What's the advantage of using mirror descent, rather than just projected gradient descent?

419 Views Asked by At

Here's what I understand are the main steps of mirror descent:

  • Map the current iterate $x_k$ to the dual space, using the gradient of the mirror function $\Phi$: $y_k = \nabla \Phi (x_k)$
  • Take a step in the dual space, with the gradient of our objective: $y_{k+1} = y_k - \eta \nabla f(x_k)$ (the gradient is actually a dual space vector)
  • send this new dual space point back to the primal space by applying the inverse from before, $\nabla \Phi^{-1} (y_{k+1})$
  • project this point into the feasible set $C$ determined by our constraints: $x_{k+1} = \Pi(\nabla \Phi^{-1} (y_{k+1}))$

I've seen mirror descent presented as an alternative to the Projected Gradient Descent algorithm. That one seems to be a lot simpler:

  • Take a gradient step in the primal, as we'd usually do in gradient descent: $x_{k+1} = x_{k+1}^\ast - \eta \nabla f(x_k)$
  • Since this might now not be in the feasible set $C$, project it back into that set: $x_{k+1} = \Pi(x_{k+1}^\ast)$

I assumed that the projection $\Pi$ might be the hard part of this, since if the constraint surface was complex in general, it might not be easy to project.
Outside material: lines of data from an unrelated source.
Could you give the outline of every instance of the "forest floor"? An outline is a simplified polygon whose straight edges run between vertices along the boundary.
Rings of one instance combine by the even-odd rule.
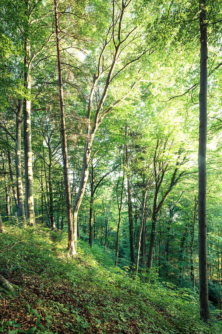
[[[0,273],[17,286],[0,292],[0,332],[8,334],[219,334],[221,314],[201,322],[189,293],[148,285],[113,268],[108,250],[79,240],[69,257],[66,234],[9,227],[0,235]]]

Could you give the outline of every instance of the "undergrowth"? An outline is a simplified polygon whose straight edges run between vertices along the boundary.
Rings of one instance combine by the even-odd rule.
[[[219,334],[221,315],[211,324],[199,316],[198,296],[158,281],[154,271],[130,277],[114,268],[113,254],[78,240],[70,257],[65,233],[40,225],[4,226],[0,234],[0,274],[17,286],[0,293],[0,332],[124,334]],[[151,278],[151,283],[147,283]]]

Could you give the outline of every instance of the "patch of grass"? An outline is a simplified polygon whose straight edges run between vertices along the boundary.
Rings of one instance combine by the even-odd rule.
[[[114,268],[113,251],[96,243],[91,249],[78,240],[72,259],[65,233],[52,234],[38,225],[5,228],[0,234],[0,273],[18,288],[15,298],[0,294],[0,332],[222,332],[218,310],[212,312],[210,326],[203,323],[198,296],[194,301],[192,292],[161,283],[155,271],[148,284],[146,275],[133,278],[127,266]]]

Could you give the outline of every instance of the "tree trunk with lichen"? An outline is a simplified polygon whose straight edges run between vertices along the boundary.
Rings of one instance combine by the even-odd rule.
[[[68,158],[67,150],[65,111],[64,110],[64,104],[63,102],[63,90],[62,78],[62,77],[61,58],[59,45],[59,35],[58,25],[58,20],[57,10],[57,0],[54,0],[54,3],[55,6],[55,21],[56,34],[56,45],[57,46],[57,58],[58,60],[59,83],[59,100],[60,102],[62,141],[62,154],[64,168],[65,187],[66,192],[66,211],[67,213],[67,223],[68,227],[68,249],[70,252],[71,255],[73,256],[76,254],[76,252],[74,242],[73,230],[72,225],[72,205],[71,204],[71,196],[69,184]],[[62,225],[62,227],[63,228],[63,221]],[[61,222],[61,229],[62,229],[62,222]]]

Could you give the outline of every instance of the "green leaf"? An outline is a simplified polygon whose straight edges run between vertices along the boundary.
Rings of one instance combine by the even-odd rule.
[[[36,327],[33,327],[32,328],[30,328],[27,331],[25,334],[30,334],[31,333],[33,333],[36,329]]]
[[[39,322],[40,321],[40,317],[39,316],[38,316],[38,317],[37,317],[37,319],[36,319],[36,320],[35,322],[36,326],[37,326],[38,324],[39,323]]]

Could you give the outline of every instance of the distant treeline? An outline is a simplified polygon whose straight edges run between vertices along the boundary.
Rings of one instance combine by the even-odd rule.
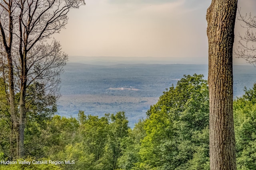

So I'm confused, because it seems like even mirror descent has to use a projection, but it also has more steps, like mapping to the dual space and back.
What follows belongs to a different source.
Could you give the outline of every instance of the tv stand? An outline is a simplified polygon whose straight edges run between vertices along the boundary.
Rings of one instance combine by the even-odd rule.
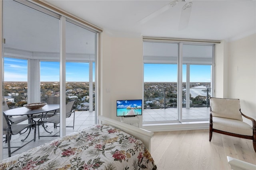
[[[120,117],[120,119],[121,122],[140,127],[140,121],[138,116],[121,117]]]

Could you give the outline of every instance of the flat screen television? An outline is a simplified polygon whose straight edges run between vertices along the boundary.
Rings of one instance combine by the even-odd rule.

I've read elsewhere that mirror descent can achieve much faster convergence rates because the form of the function $\Phi$ can be chosen to match the problem structure. But can this not also be done through the choice of the projection function? Or is there some other advantage?

1

There are 1 best solutions below

3
On

You are correct that mirror descent can achieve must faster convergence rates (in some certain cases). It also provides a bit more flexible regularization options. Mirror descent can handle non-smooth objectives, non-Euclidean norm constraints, and/or non-convex objectives, whereas projected gradient descent is only applicable to smooth objectives and Euclidean norm constraints.